Один из просторных заводских цехов был переоборудован и превращен в жилую камеру. В другом — поменьше — помещалась столовая. А дальше, в том же самом строении, в конце коридора, гремел и дымился литейный цех.
Здесь, в удушающем зное, в угарном смраде и пыли, кипела отчаянная работа — варился металл, отливались армейские мины, формовались заготовки для орудийных деталей.
Работа была тяжкой и изнурительной. Я приноровился к ней нескоро, но все же постепенно освоился, попривык. Заключенный, в конце концов, приспосабливается ко всему!
Гораздо труднее мне было освоиться с людьми.
* * *
В нашей камере народ подобрался весьма разношерстный. Помимо «политических» и всякого рода «бытовиков» (таких же, в принципе, как и я сам), здесь помещалось немалое количество блатных.
Блатные держались обособленно, замкнуто, и занимали отдельный — самый дальний от входа угол. Тут же, около них, ютилась и молодежь: беспризорники, шпана, начинающее ворье.
Молодая эта поросль встретила меня недружелюбно и насмешливо. В ее глазах я был чужаком, фрайером, «фаршированным оленем» — так в воровской среде называют интеллигентов.
И если взрослые блатные относились к таким «оленям» с известной долей равнодушия, то в поведении молодых сквозило странное высокомерие и жестокое озорство.
Верховодили шпаной и задавали ей тон двое парней. Один из них — по кличке Малыш — был высок, костляв и, видимо, очень силен. Другой — Гундосый — являл собою полную его противоположность. Низкорослый, вертлявый, с нечистою кожей и рассеченной заячьей губой, он имел весьма мерзкий вид… Движения его были суетны, речь нечеткой и шепелявой. И когда он говорил, в углах его рта постоянно пузырилась клейкая слюна.
Этот парень был здесь самым главным моим врагом.
Едва лишь я появился в камере, он подозвал меня к себе, осмотрел, ухмыляясь, с ног до головы и затем сказал, кривясь и пришептывая:
— За что тебя?
— Да ни за что… По указу.
— Понятно, — он помолчал. — Ну и как — боязно?
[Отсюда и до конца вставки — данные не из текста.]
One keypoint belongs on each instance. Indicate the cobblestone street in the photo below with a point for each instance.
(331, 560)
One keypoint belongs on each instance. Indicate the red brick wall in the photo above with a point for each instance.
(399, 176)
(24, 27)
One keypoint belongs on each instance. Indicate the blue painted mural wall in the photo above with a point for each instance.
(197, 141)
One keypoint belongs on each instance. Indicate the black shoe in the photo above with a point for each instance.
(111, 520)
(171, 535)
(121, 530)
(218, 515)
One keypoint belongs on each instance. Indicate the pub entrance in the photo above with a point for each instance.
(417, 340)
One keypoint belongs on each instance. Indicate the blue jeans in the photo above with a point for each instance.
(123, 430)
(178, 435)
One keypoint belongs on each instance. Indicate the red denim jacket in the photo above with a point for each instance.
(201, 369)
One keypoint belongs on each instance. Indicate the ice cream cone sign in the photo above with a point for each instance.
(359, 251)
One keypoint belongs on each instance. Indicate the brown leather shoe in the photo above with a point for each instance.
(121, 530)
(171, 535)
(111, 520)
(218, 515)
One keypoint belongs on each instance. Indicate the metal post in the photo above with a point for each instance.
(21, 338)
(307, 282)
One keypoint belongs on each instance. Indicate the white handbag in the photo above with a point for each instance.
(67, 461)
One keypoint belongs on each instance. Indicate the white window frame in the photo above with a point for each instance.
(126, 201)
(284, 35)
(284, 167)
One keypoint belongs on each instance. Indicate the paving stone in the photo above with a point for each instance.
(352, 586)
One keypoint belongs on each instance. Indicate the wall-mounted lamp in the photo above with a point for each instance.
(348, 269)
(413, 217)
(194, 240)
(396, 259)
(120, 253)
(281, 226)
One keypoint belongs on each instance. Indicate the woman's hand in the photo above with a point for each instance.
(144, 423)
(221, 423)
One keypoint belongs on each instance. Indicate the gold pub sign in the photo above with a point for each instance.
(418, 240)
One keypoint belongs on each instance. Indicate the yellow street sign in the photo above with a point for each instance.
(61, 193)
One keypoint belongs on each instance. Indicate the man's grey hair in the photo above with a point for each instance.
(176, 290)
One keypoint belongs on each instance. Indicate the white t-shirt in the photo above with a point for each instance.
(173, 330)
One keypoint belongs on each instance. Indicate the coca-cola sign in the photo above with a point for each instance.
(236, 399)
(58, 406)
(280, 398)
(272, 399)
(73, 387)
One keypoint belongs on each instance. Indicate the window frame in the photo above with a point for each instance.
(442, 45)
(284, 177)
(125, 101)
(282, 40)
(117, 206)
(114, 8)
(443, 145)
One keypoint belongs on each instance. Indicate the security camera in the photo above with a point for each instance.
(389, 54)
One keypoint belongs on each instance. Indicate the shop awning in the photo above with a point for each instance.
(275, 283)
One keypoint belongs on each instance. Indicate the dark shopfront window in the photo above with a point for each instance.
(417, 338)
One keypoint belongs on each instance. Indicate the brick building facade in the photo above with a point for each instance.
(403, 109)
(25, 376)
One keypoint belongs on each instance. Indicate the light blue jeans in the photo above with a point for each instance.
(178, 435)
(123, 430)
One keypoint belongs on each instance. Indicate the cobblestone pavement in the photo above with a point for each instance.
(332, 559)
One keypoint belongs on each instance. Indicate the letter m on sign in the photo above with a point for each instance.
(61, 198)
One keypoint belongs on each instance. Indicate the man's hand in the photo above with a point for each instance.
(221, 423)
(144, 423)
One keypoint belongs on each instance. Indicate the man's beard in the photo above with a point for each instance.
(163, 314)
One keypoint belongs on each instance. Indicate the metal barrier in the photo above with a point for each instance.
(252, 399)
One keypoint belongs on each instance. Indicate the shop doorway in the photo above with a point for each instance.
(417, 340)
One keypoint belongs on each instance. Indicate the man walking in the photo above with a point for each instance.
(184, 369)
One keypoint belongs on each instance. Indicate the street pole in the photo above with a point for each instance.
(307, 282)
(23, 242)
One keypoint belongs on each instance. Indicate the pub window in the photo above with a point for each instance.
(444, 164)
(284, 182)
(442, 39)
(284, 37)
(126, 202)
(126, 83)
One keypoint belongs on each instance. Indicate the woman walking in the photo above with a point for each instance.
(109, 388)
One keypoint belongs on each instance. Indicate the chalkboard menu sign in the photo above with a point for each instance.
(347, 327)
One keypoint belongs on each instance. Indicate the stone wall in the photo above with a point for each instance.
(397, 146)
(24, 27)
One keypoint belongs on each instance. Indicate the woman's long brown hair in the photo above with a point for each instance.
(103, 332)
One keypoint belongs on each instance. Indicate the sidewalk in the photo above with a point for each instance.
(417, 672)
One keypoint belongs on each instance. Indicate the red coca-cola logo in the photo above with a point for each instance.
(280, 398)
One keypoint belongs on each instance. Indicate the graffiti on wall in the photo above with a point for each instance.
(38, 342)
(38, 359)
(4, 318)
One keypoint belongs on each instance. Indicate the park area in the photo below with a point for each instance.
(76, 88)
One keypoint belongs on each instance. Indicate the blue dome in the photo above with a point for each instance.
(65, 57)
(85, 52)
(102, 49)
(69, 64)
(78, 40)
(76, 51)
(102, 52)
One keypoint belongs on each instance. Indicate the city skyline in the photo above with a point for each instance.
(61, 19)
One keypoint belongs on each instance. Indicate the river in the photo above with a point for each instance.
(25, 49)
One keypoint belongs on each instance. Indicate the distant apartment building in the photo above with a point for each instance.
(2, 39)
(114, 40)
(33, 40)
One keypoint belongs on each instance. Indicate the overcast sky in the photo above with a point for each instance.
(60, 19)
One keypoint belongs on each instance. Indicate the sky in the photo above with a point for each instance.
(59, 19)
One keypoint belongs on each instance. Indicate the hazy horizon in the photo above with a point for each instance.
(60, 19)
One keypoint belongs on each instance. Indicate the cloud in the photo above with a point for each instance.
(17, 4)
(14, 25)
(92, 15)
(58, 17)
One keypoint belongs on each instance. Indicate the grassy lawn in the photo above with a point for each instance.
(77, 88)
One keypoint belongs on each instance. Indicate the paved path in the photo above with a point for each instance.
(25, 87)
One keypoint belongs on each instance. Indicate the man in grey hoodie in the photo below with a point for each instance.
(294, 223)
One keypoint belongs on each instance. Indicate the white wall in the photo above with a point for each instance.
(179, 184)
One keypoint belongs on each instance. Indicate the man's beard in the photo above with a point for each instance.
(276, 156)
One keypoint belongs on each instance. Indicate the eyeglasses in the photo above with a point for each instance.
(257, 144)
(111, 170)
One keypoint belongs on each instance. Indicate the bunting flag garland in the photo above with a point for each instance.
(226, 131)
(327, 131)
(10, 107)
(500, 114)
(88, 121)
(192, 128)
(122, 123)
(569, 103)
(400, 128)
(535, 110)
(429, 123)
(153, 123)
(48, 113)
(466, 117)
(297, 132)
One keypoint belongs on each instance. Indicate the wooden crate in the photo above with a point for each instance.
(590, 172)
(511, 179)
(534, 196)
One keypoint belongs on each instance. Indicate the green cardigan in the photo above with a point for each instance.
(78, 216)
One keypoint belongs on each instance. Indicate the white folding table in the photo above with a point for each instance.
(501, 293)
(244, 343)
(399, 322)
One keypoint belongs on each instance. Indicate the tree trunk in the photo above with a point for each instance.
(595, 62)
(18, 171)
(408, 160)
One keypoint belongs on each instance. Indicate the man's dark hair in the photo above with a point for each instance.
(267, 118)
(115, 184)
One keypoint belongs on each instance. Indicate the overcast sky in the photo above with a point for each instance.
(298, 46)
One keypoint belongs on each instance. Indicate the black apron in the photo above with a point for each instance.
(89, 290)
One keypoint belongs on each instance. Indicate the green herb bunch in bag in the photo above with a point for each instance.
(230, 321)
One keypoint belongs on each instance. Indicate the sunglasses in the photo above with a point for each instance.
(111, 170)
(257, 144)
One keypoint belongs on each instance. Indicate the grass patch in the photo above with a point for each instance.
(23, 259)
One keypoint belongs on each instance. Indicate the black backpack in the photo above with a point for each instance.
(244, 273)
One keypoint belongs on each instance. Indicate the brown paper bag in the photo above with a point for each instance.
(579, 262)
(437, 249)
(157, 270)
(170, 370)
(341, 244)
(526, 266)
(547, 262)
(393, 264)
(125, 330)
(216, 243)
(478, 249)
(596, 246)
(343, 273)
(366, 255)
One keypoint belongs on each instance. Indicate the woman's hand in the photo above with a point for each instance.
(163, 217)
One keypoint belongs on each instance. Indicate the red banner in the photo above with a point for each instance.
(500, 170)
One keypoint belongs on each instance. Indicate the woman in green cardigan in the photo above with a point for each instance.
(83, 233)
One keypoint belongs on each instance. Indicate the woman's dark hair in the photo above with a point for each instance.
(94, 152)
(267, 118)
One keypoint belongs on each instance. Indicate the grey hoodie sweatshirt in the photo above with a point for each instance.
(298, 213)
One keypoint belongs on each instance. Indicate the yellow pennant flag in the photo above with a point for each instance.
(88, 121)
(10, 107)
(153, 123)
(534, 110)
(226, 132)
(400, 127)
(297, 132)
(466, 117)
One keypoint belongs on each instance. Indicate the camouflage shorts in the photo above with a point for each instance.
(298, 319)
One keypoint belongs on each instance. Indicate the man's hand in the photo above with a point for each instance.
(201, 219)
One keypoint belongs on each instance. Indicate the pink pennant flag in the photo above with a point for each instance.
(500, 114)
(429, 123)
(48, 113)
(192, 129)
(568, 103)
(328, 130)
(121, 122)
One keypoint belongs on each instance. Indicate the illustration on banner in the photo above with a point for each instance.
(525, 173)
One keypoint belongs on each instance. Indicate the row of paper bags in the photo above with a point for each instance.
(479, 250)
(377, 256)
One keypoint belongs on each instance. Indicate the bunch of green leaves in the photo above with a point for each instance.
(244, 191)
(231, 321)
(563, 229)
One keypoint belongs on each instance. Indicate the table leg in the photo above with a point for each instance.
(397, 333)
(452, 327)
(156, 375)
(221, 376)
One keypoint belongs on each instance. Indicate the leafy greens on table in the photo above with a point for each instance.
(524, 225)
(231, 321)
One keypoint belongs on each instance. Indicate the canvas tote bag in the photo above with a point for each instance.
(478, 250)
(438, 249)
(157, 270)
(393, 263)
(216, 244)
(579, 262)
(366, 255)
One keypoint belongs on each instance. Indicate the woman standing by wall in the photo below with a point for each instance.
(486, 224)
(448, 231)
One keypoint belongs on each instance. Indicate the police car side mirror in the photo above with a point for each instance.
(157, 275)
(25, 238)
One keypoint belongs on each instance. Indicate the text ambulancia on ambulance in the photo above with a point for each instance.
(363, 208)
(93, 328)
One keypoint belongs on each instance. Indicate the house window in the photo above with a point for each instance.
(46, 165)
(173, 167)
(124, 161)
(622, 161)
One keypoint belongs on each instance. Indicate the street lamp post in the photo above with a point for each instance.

— Н-нет, — сказал я тоскливо. — Чего это мне бояться?
— Правильно, — хихикнул он. — Здесь такие же люди, как и на воле. Даже лучше, пожалуй. За правду страдают… Да ты и вообще, я вижу, не из пугливых. Верно?
— Н-ну, верно, — кивнул я.
— Паренек веселый — ведь так?
— Ага…
— Ну, раз веселый — давай играть!
Мне было тогда не до игр. Но разве мог я, воодушевленный похвалою, отказать ему в пустячной этой просьбе? Он предложил поиграть в чехарду, и я согласился нехотя.